Legge regionale sull’energia, le osservazioni di Coia
Il sindaco di Filignano: “Sul piano paesaggistico è assurdo equiparare gli impianti fotovoltaici a quelli eolici”
Lorenzo Coia, sindaco di Filignano e vice presidente della Comunità del Parco Nazionale d’Abruzzo Lazio e Molise, ritenendo “inopinate e irragionevoli” alcune scelte contenute nel testo della legge regionale numero 15 del 21 maggio 2008 che disciplina l’insediamento di impianti eolici e fotovoltaici, avanza alcune osservazioni attraverso una nota inviata al Presidente della Giunta Regionale e Presidente del Consiglio Regionali. Osservazioni che Coia si augura vengano considerate in vista della nuova discussione che dovrà essere effettuata in Consiglio Regionale, per rispondere agli aspetti contestati dal Governo Berlusconi. “Senza entrare nel merito dell’impostazione generale che sembra privilegiare l’insediamento sui crinali appenninici piuttosto che gli impianti off-shore – scrive Coia nella nota - scelta assolutamente incomprensibile dal momento che questi ultimi sarebbero di gran lunga meno impattanti e per questo da preferire all’antropizzazione delle aree naturali dell’Appennino, invito a riflettere sulla irragionevolezza dell’equiparazione, contenute nel testo approvato, degli impianti fotovoltaici a quelli eolici ai fini dell’esclusione dei medesimi dalle aree a sensibilità paesaggistico-ambientale”. A tal proposito Coia cita l’articolo 2 della legge che individua una serie di aree sensibili come “non idonee” all’installazione non solo di impianti eolici ma anche di impianti fotovoltaici.

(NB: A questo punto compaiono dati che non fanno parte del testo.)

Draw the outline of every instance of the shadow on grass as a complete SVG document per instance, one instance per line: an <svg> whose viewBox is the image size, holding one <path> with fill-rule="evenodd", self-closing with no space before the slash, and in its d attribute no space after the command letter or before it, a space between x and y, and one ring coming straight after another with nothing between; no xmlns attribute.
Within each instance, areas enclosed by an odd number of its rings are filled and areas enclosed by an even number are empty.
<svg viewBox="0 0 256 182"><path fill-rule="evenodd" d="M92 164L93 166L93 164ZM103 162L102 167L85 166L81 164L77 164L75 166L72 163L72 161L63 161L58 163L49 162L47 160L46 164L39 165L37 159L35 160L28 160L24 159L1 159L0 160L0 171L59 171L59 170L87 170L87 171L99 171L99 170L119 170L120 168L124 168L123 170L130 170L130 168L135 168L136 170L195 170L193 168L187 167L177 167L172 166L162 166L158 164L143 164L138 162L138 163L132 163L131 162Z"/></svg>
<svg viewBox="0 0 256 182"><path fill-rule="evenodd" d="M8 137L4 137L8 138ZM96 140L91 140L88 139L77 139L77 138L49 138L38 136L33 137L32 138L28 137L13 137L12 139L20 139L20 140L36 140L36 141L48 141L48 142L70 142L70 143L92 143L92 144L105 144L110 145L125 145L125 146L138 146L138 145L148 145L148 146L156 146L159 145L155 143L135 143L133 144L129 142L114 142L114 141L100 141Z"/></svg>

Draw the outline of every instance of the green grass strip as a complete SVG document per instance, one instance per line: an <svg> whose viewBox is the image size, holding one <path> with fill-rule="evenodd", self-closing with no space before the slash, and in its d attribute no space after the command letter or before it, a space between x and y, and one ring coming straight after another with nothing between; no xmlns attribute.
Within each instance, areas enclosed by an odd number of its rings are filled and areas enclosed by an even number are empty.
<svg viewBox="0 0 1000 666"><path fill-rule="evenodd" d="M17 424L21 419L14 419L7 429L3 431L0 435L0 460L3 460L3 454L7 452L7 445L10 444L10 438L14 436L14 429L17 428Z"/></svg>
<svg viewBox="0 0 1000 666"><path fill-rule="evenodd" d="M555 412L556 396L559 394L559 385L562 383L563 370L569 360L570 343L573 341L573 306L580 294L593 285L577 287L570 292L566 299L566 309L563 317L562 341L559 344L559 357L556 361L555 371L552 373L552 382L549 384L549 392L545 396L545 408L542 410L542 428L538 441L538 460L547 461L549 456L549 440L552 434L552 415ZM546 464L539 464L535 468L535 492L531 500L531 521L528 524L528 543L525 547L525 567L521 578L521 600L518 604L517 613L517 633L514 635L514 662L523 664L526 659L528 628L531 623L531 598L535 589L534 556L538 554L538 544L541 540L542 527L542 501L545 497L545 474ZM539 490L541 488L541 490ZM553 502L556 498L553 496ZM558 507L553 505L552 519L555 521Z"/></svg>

A riguardo Coia richiama l’attenzione sul fatto che gli impianti fotovoltaici, ove non superino una certa superficie, non comportano lo stesso impatto di un impianto eolico. “Tant’è – prosegue il sindaco nella lettera – che lo stesso Ministero dell’Ambiente e della Tutela del Territorio e del Mare ha emanato il Bando Fonti Rinnovabili, Risparmio Energetico e Mobilità Sostenibile nelle Aree naturali Protette, attualmente in corso, per il quale sono stati stanziati 1.932.167,33 euro, di cui 1.352.517,131 euro destinati ad interventi, da realizzare addirittura nei Parchi, relativi alle fonti rinnovabili e, in particolare, al fotovoltaico, solare termico e biomasse con potenza nominale non superiore a 20KWp”.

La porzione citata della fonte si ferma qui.